Het feit dat Schönberg die traditie graag voortzette met andere middelen is duidelijk terug te horen in het blaaskwintet. Het laatromantische idioom van eerdere stukken van zijn hand als Frieden auf Erden of de Gurrelieder is niet moeilijk te ontwaren. Dat laatromantische aspect wordt door het kwintet stevig voor het voetlicht gebracht: het stuk wordt met veel dramatiek gespeeld en gebracht – iets waar de uitvoering zeker niet onder lijdt. Dit zorgt er overigens ook voor dat het stuk op geen enkele manier koud of theoretisch klinkt, zoals vaak wordt beweerd over deze compositietechniek.
Bij de première in 1924 werd het kwintet dusdanig moeilijk gevonden dat er zelfs een dirigent aan te pas moest komen; geen voor de hand liggende keuze bij een vijfkoppige bezetting. Wat dat betreft geeft een hedendaagse opname van Schönbergs blaaskwintet op een bepaalde manier ook rekenschap van de technische verbetering en professionalisering van de muziek in de twintigste eeuw, en de enorme vlucht die de muzikale mogelijkheden daardoor hebben genomen.
Heel anders is tot slot de CD met Franse blaaskwintetten. Het Farkas heeft voor deze CD een redelijk veilige programmatische keuze: in de combinatie Ravel-Milhaud-Françaix gingen veel ensembles hen immers voor.

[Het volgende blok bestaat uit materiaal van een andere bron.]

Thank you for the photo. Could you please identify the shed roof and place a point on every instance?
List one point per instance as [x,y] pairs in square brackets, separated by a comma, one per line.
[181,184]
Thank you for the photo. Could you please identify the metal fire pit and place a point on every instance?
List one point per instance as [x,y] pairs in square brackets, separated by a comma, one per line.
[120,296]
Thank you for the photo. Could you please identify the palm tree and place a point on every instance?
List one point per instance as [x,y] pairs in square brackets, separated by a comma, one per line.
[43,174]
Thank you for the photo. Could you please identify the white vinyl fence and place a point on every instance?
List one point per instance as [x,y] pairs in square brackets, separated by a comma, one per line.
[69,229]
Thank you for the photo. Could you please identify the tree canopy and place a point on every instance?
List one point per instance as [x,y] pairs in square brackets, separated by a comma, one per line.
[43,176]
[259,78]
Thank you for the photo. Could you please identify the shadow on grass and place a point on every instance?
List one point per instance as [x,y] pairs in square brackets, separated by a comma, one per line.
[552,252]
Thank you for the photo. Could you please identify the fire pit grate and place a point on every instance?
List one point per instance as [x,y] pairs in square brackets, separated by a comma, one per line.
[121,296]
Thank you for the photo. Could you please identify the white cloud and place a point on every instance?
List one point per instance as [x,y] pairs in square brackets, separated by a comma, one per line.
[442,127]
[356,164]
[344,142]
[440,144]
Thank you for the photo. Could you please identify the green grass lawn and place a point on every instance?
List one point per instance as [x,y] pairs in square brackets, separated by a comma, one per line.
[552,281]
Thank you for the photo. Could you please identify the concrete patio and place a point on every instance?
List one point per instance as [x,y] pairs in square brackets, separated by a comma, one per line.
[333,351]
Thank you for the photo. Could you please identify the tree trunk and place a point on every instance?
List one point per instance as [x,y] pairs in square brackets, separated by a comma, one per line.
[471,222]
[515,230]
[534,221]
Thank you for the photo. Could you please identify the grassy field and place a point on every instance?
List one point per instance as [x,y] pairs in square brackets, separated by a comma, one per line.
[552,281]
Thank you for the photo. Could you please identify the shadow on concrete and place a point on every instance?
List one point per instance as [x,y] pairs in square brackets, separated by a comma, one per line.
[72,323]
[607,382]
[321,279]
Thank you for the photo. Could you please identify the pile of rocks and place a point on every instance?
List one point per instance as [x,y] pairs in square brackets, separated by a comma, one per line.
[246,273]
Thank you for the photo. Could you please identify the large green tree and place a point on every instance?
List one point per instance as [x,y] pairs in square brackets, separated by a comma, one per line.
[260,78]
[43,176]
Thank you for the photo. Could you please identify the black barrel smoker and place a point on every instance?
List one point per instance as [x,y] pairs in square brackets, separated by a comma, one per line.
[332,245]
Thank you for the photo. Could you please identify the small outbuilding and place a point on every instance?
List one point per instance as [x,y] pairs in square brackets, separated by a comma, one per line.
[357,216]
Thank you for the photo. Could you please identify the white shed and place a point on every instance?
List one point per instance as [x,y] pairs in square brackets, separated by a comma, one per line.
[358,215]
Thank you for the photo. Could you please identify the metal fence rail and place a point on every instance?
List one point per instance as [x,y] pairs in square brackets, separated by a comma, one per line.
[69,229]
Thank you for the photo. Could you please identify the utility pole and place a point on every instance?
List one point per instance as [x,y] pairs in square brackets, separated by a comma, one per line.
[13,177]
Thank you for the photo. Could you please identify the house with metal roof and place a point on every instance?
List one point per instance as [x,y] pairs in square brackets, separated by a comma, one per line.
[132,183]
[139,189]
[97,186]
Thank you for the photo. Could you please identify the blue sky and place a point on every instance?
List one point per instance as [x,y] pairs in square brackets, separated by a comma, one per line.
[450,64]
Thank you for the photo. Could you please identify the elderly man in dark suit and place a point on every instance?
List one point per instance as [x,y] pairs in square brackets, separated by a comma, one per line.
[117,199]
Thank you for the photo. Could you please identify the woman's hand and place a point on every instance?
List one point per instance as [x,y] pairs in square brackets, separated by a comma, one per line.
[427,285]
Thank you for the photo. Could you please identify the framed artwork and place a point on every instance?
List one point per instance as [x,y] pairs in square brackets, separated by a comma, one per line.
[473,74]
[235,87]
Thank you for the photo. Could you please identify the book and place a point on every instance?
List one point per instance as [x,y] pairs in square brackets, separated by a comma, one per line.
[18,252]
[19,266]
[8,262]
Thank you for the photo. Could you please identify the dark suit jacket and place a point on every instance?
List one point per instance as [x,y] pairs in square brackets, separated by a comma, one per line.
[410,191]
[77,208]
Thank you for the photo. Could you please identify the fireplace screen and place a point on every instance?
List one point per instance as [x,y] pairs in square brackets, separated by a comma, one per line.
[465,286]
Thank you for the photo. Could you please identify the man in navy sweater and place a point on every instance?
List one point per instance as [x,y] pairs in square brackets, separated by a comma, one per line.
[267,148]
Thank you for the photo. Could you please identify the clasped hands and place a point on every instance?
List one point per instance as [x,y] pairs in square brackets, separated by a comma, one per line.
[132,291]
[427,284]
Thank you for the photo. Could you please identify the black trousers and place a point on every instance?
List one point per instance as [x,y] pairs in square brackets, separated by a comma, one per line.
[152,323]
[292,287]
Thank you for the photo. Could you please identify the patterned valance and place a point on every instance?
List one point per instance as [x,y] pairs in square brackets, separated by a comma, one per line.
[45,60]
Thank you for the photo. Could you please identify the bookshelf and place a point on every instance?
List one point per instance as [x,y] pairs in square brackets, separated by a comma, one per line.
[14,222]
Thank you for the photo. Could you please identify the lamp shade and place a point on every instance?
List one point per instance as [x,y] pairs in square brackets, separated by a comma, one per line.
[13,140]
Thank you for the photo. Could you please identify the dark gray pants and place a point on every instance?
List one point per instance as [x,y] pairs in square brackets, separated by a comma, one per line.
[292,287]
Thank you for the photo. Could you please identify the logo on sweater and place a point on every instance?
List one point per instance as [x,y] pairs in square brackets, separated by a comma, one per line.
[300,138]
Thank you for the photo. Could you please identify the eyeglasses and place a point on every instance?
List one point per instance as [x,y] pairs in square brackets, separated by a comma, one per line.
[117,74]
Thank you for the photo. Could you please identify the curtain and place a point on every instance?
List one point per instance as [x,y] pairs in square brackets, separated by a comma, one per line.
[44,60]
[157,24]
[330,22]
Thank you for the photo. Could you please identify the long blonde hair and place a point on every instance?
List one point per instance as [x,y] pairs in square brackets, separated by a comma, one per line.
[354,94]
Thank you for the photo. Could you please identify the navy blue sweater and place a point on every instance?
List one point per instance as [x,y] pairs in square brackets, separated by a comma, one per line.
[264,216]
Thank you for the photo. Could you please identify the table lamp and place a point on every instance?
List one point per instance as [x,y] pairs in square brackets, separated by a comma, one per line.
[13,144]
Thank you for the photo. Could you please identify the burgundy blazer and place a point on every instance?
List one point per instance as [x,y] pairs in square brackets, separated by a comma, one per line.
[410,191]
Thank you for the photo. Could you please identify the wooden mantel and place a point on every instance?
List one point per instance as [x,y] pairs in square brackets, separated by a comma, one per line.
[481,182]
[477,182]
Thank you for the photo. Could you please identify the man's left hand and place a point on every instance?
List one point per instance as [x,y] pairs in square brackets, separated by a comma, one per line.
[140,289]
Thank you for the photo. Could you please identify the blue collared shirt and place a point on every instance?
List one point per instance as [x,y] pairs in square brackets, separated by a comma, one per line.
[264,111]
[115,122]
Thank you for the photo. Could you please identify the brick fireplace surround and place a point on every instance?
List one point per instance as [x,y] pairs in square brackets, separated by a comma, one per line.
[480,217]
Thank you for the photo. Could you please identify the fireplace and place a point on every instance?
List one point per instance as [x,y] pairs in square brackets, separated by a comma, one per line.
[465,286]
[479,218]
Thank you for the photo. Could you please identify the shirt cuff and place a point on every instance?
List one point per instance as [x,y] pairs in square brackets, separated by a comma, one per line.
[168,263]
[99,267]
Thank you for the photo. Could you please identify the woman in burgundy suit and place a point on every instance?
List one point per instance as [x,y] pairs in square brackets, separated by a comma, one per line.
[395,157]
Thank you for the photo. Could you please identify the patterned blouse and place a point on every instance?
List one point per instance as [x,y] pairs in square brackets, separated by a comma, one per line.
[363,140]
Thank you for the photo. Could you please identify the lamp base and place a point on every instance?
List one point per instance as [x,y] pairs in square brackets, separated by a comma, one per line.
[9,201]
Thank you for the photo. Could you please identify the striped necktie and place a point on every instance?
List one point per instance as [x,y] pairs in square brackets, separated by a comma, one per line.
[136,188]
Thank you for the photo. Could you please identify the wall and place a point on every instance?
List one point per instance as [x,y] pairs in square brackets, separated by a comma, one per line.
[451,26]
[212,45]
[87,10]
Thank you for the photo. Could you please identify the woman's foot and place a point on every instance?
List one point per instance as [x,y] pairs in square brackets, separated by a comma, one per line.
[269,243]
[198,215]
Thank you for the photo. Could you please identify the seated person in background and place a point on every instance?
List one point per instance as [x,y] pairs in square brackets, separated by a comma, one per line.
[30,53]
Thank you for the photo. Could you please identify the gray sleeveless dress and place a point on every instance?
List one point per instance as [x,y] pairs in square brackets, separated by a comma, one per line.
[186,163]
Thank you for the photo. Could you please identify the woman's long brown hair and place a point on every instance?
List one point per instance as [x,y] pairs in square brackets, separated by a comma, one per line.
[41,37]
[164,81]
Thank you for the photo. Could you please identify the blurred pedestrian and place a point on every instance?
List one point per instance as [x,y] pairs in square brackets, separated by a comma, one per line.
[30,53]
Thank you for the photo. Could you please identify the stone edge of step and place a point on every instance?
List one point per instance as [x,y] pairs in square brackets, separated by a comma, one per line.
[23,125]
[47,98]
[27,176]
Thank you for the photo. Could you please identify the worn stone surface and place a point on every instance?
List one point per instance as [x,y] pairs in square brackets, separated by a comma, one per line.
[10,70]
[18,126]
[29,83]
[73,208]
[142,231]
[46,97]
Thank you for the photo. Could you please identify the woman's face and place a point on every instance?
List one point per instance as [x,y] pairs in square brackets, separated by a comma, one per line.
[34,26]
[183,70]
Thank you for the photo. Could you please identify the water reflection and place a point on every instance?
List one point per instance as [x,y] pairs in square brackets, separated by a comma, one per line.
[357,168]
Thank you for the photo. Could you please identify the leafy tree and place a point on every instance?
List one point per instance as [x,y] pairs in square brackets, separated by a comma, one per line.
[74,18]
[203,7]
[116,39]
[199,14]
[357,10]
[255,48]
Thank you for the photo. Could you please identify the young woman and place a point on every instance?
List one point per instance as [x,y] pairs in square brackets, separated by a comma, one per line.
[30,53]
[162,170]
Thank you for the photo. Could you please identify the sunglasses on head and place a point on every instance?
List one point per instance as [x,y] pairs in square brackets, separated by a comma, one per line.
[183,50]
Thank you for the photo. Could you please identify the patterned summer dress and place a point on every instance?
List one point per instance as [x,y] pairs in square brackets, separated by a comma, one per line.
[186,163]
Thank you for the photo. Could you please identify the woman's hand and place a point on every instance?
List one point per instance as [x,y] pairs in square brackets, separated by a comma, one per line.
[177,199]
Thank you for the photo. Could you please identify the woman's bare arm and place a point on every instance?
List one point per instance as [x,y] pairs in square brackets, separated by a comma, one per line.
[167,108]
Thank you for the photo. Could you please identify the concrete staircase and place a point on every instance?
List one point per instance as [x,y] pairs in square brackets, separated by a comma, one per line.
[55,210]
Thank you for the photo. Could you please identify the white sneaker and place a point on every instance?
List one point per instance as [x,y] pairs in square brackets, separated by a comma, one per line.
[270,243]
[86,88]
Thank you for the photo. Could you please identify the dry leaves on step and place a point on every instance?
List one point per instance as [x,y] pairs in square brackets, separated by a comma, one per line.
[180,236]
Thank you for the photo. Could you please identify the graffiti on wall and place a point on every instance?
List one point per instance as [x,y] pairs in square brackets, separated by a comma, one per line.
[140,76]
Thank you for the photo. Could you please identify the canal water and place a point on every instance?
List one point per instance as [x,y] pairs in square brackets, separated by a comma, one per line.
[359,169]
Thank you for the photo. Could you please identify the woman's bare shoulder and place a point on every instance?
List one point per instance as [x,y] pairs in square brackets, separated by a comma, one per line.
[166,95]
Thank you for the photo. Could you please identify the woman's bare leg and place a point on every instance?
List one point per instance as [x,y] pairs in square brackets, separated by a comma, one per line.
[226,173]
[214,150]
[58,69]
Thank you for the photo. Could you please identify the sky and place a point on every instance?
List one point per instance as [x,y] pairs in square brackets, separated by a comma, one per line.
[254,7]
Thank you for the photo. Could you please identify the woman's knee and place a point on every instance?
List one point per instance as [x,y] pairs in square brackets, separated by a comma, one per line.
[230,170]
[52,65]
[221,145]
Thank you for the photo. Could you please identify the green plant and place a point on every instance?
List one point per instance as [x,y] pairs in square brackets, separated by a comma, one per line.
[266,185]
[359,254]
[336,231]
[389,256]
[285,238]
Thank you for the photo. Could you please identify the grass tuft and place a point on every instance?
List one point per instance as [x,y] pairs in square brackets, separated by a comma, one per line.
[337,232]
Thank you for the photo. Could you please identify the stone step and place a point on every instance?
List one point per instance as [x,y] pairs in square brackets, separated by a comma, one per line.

Dat mag echter de pret niet drukken, want verder valt er veel te genieten. Het Farkas Kwintet kan zich hier het beste laten gelden en laten horen wat ze muzikaal in huis hebben, en dat doen ze met verve. De verschillende klankkleuren worden maximaal uitgebuit, en de van zichzelf al prachtige noten van de Franse componisten worden met technische perfectie, maar ook met veel panache en emotie gebracht.
Het kwintet verdient lof voor het feit ze ervoor hebben gekozen om de integrale versie van Ravels Tombeau de Couperin op te nemen, incluis de geraffineerde Rigaudon. Veel kwintetten kiezen ervoor alleen een best of te spelen, en laten een aantal delen weg. Het stuk van Ravel – dat hij overigens niet zelf arrangeerde, maar waarvoor het CD-boekje ons de naam van de arrangeur schuldig blijft – wordt met veel bravoure en dynamiek gebracht. Met name de klarinet heeft een glansrol en vormt het bindmiddel, waarbij hij naast zijn eigen partij ook het gros van het gooi- en smijtwerk van de strijkers voor zijn rekening moet nemen.
Het Farkas Kwintet laat met deze drie CDs horen dat het kleurenpalet van het blaaskwintet zijn punt van verzadiging nog lang niet heeft bereikt.